Tuesday, October 20, 2015

DB2 for z/OS: Getting a Handle on a CPU-Constrained Environment

z/OS systems are famous for their reliability, and part of that story is the ability of z/OS to accommodate surges of application activity: you can pile more and more work onto a z/OS system, and it will keep on trucking, slicing the "pie" of available processing capacity into smaller and smaller slices to keep a workload moving along. That's highly preferable to failing as a result of being overloaded, but there is a point at which applications running on a z/OS system will perform in a sub-optimal way if the system's processing capacity is undersized relative to the workload that the system is being asked to execute. If you work with DB2 for z/OS, you want to be able to spot a situation in which DB2 performance is being negatively impacted by a shortage of CPU capacity, so that your organization can take corrective action. Through this blog entry, I want to help you in that endeavor.

Recognizing indications of CPU overload in DB2 monitor reports and displays

First, know the signs of strained CPU capacity that are reflected in DB2 monitor data. With respect to overloaded general-purpose engines, the key indicator is in-DB2 not-accounted-for time. You can get that metric from a DB2 monitor-generated accounting long report (also known as an accounting detail report) or an online display of DB2 application workload activity. My preference is to use a report, and what I particularly like to use is an accounting long report with information ordered by (or the term may be "grouped by," depending on the DB2 monitor product in use at your site) connection type. That kind of report will contain a sub-report for each connection type used with the target DB2 subsystem: one for the CICS-DB2 workload (if you use CICS with DB2), one for the IMS-DB2 workload (if that's present in your environment), one for the DRDA workload (i.e., the DDF workload -- again, if you have such a workload), one for batch jobs that connect to DB2 via the call attach facility, etc. Check the in-DB2 not-accounted-for times for your higher-priority transactional workloads, such as CICS-DB2, IMS-DB2, and DRDA. Average in-DB2 not-accounted-for time should be reported by your DB2 monitor, but if you don't see a field called not-accounted-for time among the in-DB2 (also known as class 2) times, you can easily derive the value yourself: just subtract average in-DB2 CPU time (that's general-purpose engine CPU time plus zIIP, or "specialty engine," CPU time) from average in-DB2 elapsed time, and then subtract from that figure the total class 3 suspend time (class 3 times include wait for synchronous read time, wait for other read time, wait for lock/latch time, etc.). What's left is average in-DB2 not-accounted-for time. If that time is more than 10% of in-DB2 elapsed time for a higher-priority transactional workload (CICS-DB2, IMS-DB2, DRDA), you have an indication that overloaded general-purpose engines are having a detrimental effect on application throughput. [An in-DB2 not-accounted-for time that is more than 10% of a batch workload's in-DB2 elapsed time is less of an issue in my eyes, owing to the fact that 1) batch programs often run at a lower priority than transactional programs, and 2) organizations sometimes intentionally push general-purpose engine utilization close to 100% during periods of heavy batch processing.]
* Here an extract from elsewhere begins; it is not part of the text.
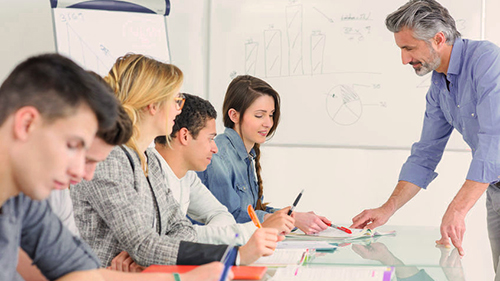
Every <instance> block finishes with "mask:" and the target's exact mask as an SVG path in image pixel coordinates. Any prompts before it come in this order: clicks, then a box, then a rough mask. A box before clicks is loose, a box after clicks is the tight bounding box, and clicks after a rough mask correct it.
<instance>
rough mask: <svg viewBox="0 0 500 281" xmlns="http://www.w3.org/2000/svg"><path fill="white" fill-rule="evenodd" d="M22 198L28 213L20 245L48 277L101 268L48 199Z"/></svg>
mask: <svg viewBox="0 0 500 281" xmlns="http://www.w3.org/2000/svg"><path fill="white" fill-rule="evenodd" d="M23 200H24V202H23V204H24V207H25V210H26V212H25V214H24V218H23V226H22V232H21V248H22V249H23V250H24V251H25V252H26V254H27V255H28V256H29V257H30V258H31V259H32V260H33V262H34V263H35V264H36V266H37V267H38V268H39V269H40V271H41V272H42V274H43V275H44V276H45V277H47V279H49V280H53V279H57V278H59V277H61V276H63V275H65V274H68V273H70V272H73V271H79V270H89V269H95V268H98V267H99V265H100V263H99V260H98V259H97V257H96V256H95V255H94V254H93V253H92V251H91V250H90V248H89V247H88V246H87V245H86V244H85V243H84V242H82V241H81V240H80V239H78V238H76V237H74V236H73V235H72V234H71V233H70V232H69V231H68V230H67V229H66V228H65V227H63V225H62V223H61V221H60V220H59V219H58V218H57V217H56V216H55V215H54V213H52V210H51V209H50V207H49V206H48V203H47V202H46V201H31V200H30V199H28V198H26V197H24V196H23Z"/></svg>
Don't stop with an assessment of CPU constraint related to general-purpose engines. You need to check out the situation regarding a mainframe's zIIP engines (if any), as well. Here, the most useful indicator is a field in the "class 1" column of a DB2 monitor-generated accounting report (this field might be available via online displays as well, depending on the DB2 monitor product in use at your site). The field to which I'm referring might have a label (depending on the monitor) like SECP CPU, with the "SE" being short for "specialty engine" (that would be zIIP engine) and the "CP" standing for "central processor," which is a reference to a general-purpose engine. The value of the SECP CPU field shows the average class 1 CPU time that is associated with zIIP-eligible work that ended up being dispatched to a general-purpose engine. If you're looking at a DB2 monitor-generated accounting long report with data ordered by connection type, look at the sub-report for the DRDA connection type (SQL from DRDA requesters tends to be the main DB2-related driver of zIIP engine utilization). Referring to class 1 times (versus class 2), call the value in the SECP CPU field A, and the value in the SE CPU TIME field B (this is CPU time for zIIP-eligible work that was dispatched to a zIIP engine). Perform the simple calculation A / (A + B), and what you get is the percentage of zIIP-eligible work that ran on a general-purpose engine. I call that the "zIIP spill-over percentage," and if it is higher than 5% for a workload that drives a lot of zIIP usage (and again, the prime example there, from a DB2 perspective, is the DRDA workload), that's an indicator that your zIIP engines are over-used to the point of reducing overall throughput for DB2-accessing applications.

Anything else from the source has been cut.